Cancer-Associated Fibroblasts Confer Gemcitabine Resistance to Pancreatic Cancer Cells through PTEN-Targeting miRNAs in Exosomes

Abstract

Pancreatic ductal adenocarcinoma (PDAC) is currently the third leading cause of cancer-related death in the United States. Even though the poor prognosis of PDAC is often attributed to late diagnosis, patients with an early diagnosis who undergo tumor resection and adjuvant chemotherapy still show tumor recurrence, highlighting a need to develop therapies which can overcome chemoresistance. Chemoresistance has been linked to the high expression of microRNAs (miRs), such as miR-21, within tumor cells. Tumor cells can collect miRs through the uptake of miR-containing lipid extracellular vesicles called exosomes. These exosomes are secreted in high numbers from cancer-associated fibroblasts (CAFs) within the tumor microenvironment during gemcitabine treatment and can contribute to cell proliferation and chemoresistance. Here, we show a novel mechanism in which CAF-derived exosomes may promote proliferation and chemoresistance, in part, through suppression of the tumor suppressor PTEN. We identified five microRNAs: miR-21, miR-181a, miR-221, miR-222, and miR-92a, that significantly increased in number within the CAF exosomes secreted during gemcitabine treatment which target PTEN. Furthermore, we found that CAF exosomes suppressed PTEN expression in vitro and that treatment with the exosome inhibitor GW4869 blocked PTEN suppression in vivo. Collectively, these findings highlight a mechanism through which the PTEN expression loss, often seen in PDAC, may be attained and lend support to investigations into the use of exosome inhibitors as potential therapeutics to improve the effectiveness of chemotherapy.
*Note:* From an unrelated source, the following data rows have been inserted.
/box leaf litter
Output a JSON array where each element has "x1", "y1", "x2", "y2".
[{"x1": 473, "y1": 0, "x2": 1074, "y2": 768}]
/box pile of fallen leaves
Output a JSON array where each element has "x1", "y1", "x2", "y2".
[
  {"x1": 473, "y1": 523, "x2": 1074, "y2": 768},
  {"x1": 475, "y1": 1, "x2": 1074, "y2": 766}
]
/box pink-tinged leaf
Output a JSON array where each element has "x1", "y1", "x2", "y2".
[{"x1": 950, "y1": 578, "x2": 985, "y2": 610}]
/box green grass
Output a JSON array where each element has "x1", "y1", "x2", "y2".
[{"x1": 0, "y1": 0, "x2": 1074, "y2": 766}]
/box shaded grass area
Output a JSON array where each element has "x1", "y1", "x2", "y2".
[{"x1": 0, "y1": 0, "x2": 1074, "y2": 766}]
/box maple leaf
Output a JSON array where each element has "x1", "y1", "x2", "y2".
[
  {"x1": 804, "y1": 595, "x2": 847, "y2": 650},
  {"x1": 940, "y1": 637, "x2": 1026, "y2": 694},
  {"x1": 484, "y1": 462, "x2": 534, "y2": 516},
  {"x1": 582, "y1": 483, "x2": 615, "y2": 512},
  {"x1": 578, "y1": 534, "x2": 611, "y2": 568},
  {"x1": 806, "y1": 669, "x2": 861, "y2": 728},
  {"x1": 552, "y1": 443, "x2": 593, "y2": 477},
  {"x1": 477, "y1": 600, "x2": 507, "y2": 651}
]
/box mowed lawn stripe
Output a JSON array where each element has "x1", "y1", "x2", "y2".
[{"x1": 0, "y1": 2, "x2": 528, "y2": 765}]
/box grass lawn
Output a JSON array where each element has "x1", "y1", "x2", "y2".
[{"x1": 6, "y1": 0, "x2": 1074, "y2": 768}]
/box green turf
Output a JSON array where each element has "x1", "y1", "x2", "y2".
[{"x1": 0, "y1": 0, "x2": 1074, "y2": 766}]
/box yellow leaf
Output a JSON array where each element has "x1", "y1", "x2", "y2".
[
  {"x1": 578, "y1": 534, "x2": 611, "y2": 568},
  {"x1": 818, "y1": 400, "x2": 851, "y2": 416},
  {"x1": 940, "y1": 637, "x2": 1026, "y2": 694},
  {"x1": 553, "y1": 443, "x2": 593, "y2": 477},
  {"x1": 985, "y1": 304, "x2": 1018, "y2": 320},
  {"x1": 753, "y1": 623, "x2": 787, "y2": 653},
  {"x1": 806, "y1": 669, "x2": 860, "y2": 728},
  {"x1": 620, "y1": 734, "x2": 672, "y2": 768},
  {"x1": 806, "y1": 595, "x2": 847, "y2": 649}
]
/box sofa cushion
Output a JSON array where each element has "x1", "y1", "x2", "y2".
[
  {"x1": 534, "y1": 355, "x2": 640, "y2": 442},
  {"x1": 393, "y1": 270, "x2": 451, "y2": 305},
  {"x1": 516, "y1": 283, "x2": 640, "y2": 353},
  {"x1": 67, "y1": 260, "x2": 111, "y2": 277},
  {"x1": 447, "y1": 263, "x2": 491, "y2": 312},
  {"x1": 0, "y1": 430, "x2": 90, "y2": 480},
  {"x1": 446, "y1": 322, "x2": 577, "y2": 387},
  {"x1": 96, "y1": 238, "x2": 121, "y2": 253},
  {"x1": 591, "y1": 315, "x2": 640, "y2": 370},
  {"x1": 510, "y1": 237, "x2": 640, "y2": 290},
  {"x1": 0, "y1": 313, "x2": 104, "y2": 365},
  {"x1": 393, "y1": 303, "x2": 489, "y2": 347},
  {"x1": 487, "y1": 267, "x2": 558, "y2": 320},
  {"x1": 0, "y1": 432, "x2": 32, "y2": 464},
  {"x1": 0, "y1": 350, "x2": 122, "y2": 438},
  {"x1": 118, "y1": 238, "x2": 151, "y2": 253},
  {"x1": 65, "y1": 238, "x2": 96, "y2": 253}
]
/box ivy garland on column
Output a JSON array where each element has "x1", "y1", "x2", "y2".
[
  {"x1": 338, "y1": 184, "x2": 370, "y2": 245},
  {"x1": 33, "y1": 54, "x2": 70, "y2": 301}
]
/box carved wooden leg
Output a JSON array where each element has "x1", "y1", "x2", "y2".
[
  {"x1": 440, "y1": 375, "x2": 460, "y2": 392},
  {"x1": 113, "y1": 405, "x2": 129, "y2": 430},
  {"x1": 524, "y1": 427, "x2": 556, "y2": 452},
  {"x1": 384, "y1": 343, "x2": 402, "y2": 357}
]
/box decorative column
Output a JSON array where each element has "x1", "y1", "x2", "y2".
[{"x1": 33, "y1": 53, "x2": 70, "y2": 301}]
Keywords: PTEN; exosomes; fibroblasts; miRNAs; pancreatic cancer.

Figure 1

Expression of identified exosomal miRs in CAFs exposed to gemcitabine.RT-PCR normalized expression of miRs from exosomes in CAFs ex-posed to gemcitabine (Exo GT) and untreated CAFs (Exo UT). ** p < 0.01. * p < 0.05.

Figure 2

PTEN expression in cells where exosomes are retained or depleted from CAF-derived media. PTEN expression was analyzed via RT-PCR in AsPC1 cells (left) or L3.6 cells (right) after cultured in normal DMEM or RPMI (control), CAF-conditioned media, or exosome-depleted CAF-conditioned media (CAF1-ED) each day for four days. ** p < 0.01. * p < 0.05.

Figure 3

Evaluation of the effect of GEM treatment and exosome inhibition on PTEN expression in in vivo PDAC model. Mice with subcutaneous tumors (PDACs+CAFs) were treated for two weeks with PBS, Gemcitabine, or GW4869/Gemcitabine, and their PTEN mRNA levels were quantified via RT-PCR. ** p < 0.01.

Figure 4

Expression of PTEN-targeting miRs in cells exposed to CAF-conditioned media. L3.6 epithelial cells were cultured in DMEM or gemcitabine-treated CAF-conditioned media for four days. Expression of microRNAs within recipient L3.6 cells was thereafter quantified via RT-PCR. ** p < 0.01.

Figure 5

MicroRNA-92a expression in cells exposed to CAF-derived exosomes. (A) validation of mir-92a expression in a mimic-containing cell line (AsPC1). (B) PTEN mRNA levels were measured in AsPC1 cells transfected with miR-92a mimic compared to AsPC1 cells transfected with scramble negative control miR via RT-PCR. (C) miR-92a expression levels were quantified via RT-PCR within cells which received control or GEM-treated, CAF-conditioned media for four days. (D) AsPC1 cells were co-cultured underneath GEM-treated CAFs or GEM+GW4869-treated CAFs for three days. miR-92a expression within AsPC1 cells was thereafter quantified via RT-PCR. ** p < 0.01.

Figure 6

Schematic of proposed mechanism. CAFs routinely release exosomes which are taken up by cancer cells. CAFs treated with gemcitabine release exosomes which have increased expression of PTEN-targeting miRs. Cells that take up these exosomes have increased expression of these miRs and reduced expression of PTEN. Blockade of exosome release restores PTEN ex-pression.